Chemistry, Morphology, etc. Vessel elements with scalariform to scalariform-reticulate perforation plates have recently been reported from Tetracentron (Ren et al. 2007). In Tetracentron the petiole becomes round towards the base, and there is a marginal flange that tightly and totally envelops the axillary bud; the base of the petiole is broad and the scar encircles much of the stem. Note that although Baranova (1983) described both genera as having laterocytic stomata, Metcalfe and Chalk (1950) described and drew the stomata of Trochodendron as being laterocylic; the stomata are of Trochodendron are cyclocytic, according to Carlquist (1982).... The micropyle of Trochodendron is described as being endostomal in Johri et al. (1992) and Endress and Igersheim (1999), but it looks bistomal in Takhtajan (1991). In the follicles of both genera the adaxial side of the carpels becomes much developed as the fruits ripen and so the styles become basal on the abaxial side.

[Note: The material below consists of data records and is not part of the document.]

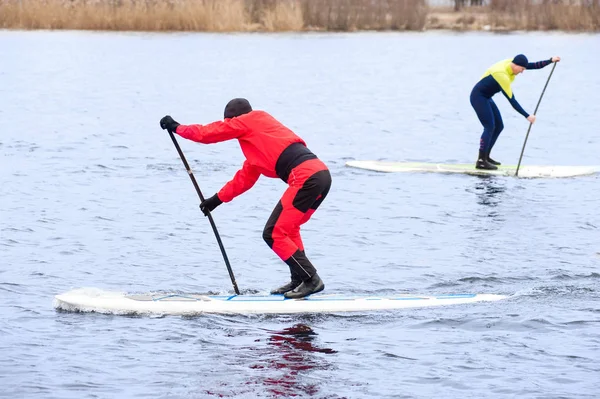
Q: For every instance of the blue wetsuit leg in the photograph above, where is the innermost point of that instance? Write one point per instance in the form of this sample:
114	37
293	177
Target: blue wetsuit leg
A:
483	108
498	124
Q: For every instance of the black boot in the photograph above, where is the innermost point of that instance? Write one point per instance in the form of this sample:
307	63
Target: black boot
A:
310	286
287	287
490	160
483	163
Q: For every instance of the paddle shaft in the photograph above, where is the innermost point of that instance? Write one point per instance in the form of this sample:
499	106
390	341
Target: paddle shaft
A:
212	222
535	113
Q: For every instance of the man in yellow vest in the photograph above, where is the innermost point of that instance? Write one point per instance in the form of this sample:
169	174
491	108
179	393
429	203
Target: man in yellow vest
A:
498	78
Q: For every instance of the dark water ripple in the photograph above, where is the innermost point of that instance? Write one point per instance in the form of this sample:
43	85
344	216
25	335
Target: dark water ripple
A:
94	195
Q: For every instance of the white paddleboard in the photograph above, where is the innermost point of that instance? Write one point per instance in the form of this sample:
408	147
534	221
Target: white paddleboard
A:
503	170
94	300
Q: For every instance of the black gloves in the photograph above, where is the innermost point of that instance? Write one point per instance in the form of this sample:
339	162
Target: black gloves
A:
169	123
209	204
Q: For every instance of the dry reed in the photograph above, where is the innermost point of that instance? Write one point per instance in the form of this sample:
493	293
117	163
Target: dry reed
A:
294	15
214	15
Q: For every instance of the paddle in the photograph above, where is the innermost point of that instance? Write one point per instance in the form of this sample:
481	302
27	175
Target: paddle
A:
212	222
535	113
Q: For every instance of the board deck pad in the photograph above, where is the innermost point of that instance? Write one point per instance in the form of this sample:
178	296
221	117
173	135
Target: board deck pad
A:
530	171
95	300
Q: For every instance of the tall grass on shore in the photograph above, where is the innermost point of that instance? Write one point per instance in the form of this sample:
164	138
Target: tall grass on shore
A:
214	15
297	15
567	15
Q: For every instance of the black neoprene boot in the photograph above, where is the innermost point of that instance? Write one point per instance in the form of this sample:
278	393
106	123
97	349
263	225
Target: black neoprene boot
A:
483	163
490	160
310	286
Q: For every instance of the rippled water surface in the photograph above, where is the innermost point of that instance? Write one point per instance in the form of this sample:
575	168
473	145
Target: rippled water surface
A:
93	194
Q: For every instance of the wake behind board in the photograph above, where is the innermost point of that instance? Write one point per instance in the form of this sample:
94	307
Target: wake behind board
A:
94	300
503	170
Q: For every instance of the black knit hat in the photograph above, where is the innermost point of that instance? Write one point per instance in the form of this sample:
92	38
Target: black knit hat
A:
237	107
521	60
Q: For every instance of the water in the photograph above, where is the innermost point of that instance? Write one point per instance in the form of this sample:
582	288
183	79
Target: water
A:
94	195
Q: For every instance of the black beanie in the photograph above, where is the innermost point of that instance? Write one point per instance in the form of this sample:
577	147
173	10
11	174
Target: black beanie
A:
237	107
521	60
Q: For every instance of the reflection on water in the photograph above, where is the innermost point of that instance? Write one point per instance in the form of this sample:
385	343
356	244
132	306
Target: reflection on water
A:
290	355
489	191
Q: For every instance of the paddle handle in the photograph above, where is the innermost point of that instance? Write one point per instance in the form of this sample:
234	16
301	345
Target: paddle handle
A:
210	218
535	113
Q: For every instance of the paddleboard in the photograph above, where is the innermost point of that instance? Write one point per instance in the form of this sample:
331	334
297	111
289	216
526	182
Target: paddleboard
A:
94	300
503	170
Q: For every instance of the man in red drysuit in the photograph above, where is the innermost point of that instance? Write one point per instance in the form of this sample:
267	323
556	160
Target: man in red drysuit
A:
272	150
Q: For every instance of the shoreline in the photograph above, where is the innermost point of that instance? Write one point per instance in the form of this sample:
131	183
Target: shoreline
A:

See Endress (1986b, 1993) for details and Wu et al. (2007) for perianth evolution; Rix and Crane (2007) provide general information about Tetracentron.

Previous Relationships. The relationships of the two genera included in Trochodendraceae have been somewhat obscure, although their apparent lack of vessels had long typed them as being primitive angiosperms. Endress (1986b) compared the scereids of Trochodendron and the secretory cells of Tetracentron with the cells secreting ethereal oils in magnoliids, etc., and linked the two genera with Cercidiphyllaceae (Saxifragales) and Eupteleaceae (Ranunculales) in an expanded Trochodendrales (cf. also Takhtajan 1997 and Thorne 2007 in part). Kai-yu et al. (1993) suggested that Tetracentron should be put in its own order.

Classification. Including Tetracentraceae in Trochodendraceae is an option in A.P.G. II (2003). The two families do have quite a lot in common, as is clear from the fairly lengthy ordinal description, and since both are monotypic, combination is in order.

Synonymy: Tetracentraceae A. C. Smith, nom. cons.